The bond between the network and the president practically became official last week when Trump hired Bill Shine — Fox New’s former co-president, ousted last year in the wake of a sexual harassment scandal that plagued the network while he was boss — to be deputy chief of staff in charge of White House communications. Hannity reportedly pressed Trump to hire Shine, who helped guide Hannity’s career.
The White House and Fox are interwoven in other ways. State Department spokeswoman Heather Nauert is a former Fox reporter; White House director of strategic communications Mercedes Schlapp is a former Fox contributor, as is Trump’s national security adviser John Bolton. Trump even briefly hired Joseph E. diGenova as his personal lawyer after seeing diGenova on Fox.
What’s more, Kim Guilfoyle, a co-host of “The Five” on Fox, began dating the newly divorced Donald Trump Jr. in May.
The revolving door includes direct access to the president for Fox’s Lou Dobbs, Hannity and Murdoch, all of whom speak regularly to Trump.
“Clearly, Trump likes [Fox] and is catering to them in ways unlike any president has catered to a particular media outlet in recent memory,” said Jeffrey McCall, a professor of communication at DePauw University and an occasional Fox guest.
He added: “On one level, this makes good sense for Trump in that he can reach his base supporters in a less hostile or even supportive environment, especially when he is talking to Hannity or Tucker Carlson. And, surely, Trump knows that whatever he says in these interviews will show up in other news outlets as well.”
But some observers think Trump should keep more distance between himself and Fox.
“I have encouraged the president to reach out to media beyond Fox News and sympathetic conservative media,” said Christopher Ruddy, a Trump friend and the chief executive of the conservative Newsmax media company. “The White House is ceding too much geography to his critics. He is his best advocate, and he should go on friendly or fair shows” on other networks, such as CNN.
The White House, he said, “has a good case to make of his accomplishments and but they need to engage media beyond Fox.”

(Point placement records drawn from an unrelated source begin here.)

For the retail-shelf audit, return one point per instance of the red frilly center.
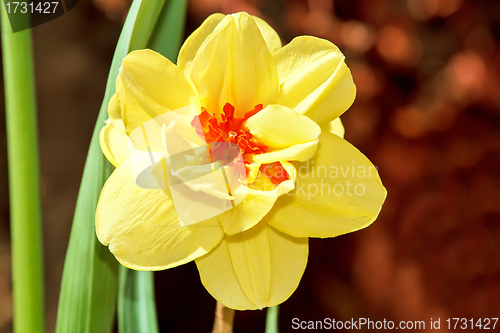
(230, 128)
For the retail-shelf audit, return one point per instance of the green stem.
(24, 179)
(272, 319)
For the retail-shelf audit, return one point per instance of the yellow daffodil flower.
(264, 119)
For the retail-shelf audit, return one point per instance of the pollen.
(230, 128)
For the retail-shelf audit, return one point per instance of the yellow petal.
(314, 79)
(336, 127)
(254, 269)
(113, 139)
(338, 191)
(193, 42)
(148, 86)
(235, 66)
(142, 228)
(280, 127)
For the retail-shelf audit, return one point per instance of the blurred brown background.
(427, 113)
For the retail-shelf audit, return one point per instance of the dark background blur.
(427, 113)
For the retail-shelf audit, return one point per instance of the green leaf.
(136, 306)
(87, 302)
(136, 302)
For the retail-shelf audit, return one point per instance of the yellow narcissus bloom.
(263, 118)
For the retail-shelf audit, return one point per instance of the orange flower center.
(230, 128)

A Fox spokeswoman defended the network’s independence on Monday by noting a number of instances in which Fox hosts and anchors have pushed back on the president, including on Monday after Trump downplayed the U.S. intelligence community’s assessment of Russian meddling in the 2016 election during joint news conference with Putin.

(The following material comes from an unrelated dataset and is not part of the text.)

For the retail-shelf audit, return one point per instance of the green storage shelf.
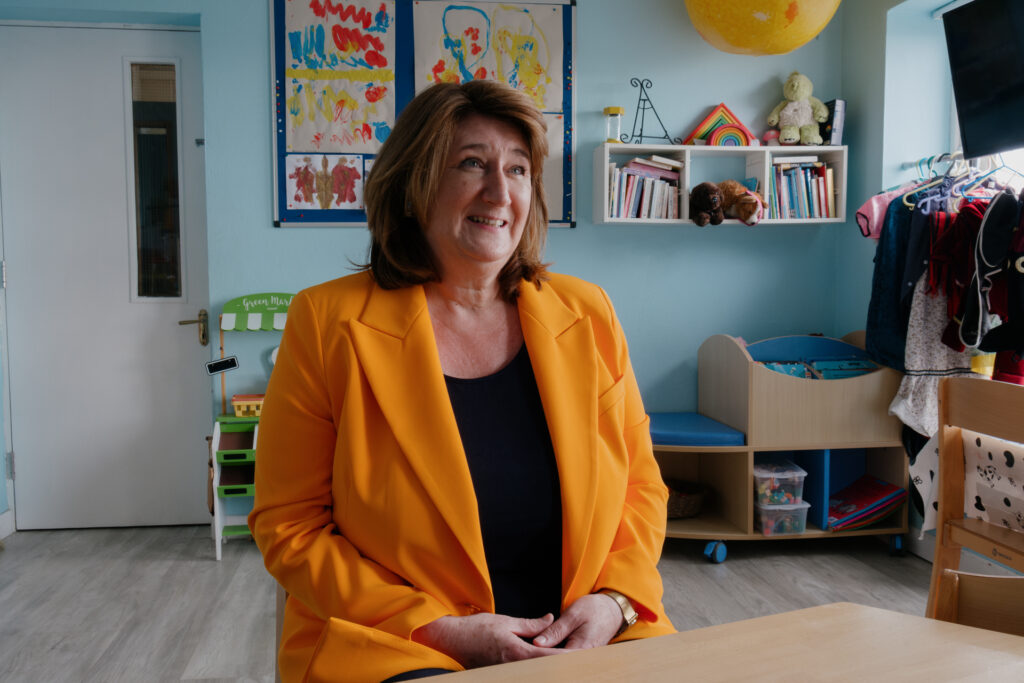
(231, 421)
(237, 457)
(237, 491)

Among others, Fox Business Network anchor Neil Cavuto called the comments “disgusting,” while Fox News analyst Brit Hume tweeted that Trump’s comments were “a lame response, to say the least.”
Fox has frequently noted a separation between its popular opinion hosts (Hannity, Carlson, Laura Ingraham) and its reporters and news anchors, such as Wallace and Shepard Smith, who tend to maintain a more objective line on Trump.
Fox anchor Bret Baier recently told the New Yorker magazine that “it pains me” to hear Fox described as “state TV” for Trump. “I have not gotten an interview with the president, and it’s five hundred thirty-four days since I did one with candidate Trump, not like anybody’s counting,” he told the magazine.
Baier took a somewhat softer line than his competitors after the president’s comments drew bipartisan condemnation.
On CNN, anchor Anderson Cooper called the president’s statements “one of the most disgraceful performances of an American president . . . that I’ve ever seen.” His colleague John King said Trump’s response amounted to “surrender” to Putin. “You can call it the Surrender Summit,” he said.
But Baier was less categorical. “That was quite something,” he said immediately afterward. “Almost surreal at points. . . . The way that [Trump] dealt with it defending himself — really not going after President Putin — was pretty interesting to watch.”
Editor’s Note: This story has been updated to remove a reference to Bret Baier having dinner at the White House. He attended a White House lunch with other TV news anchors.
Philip Rucker contributed to this report from Helsinki.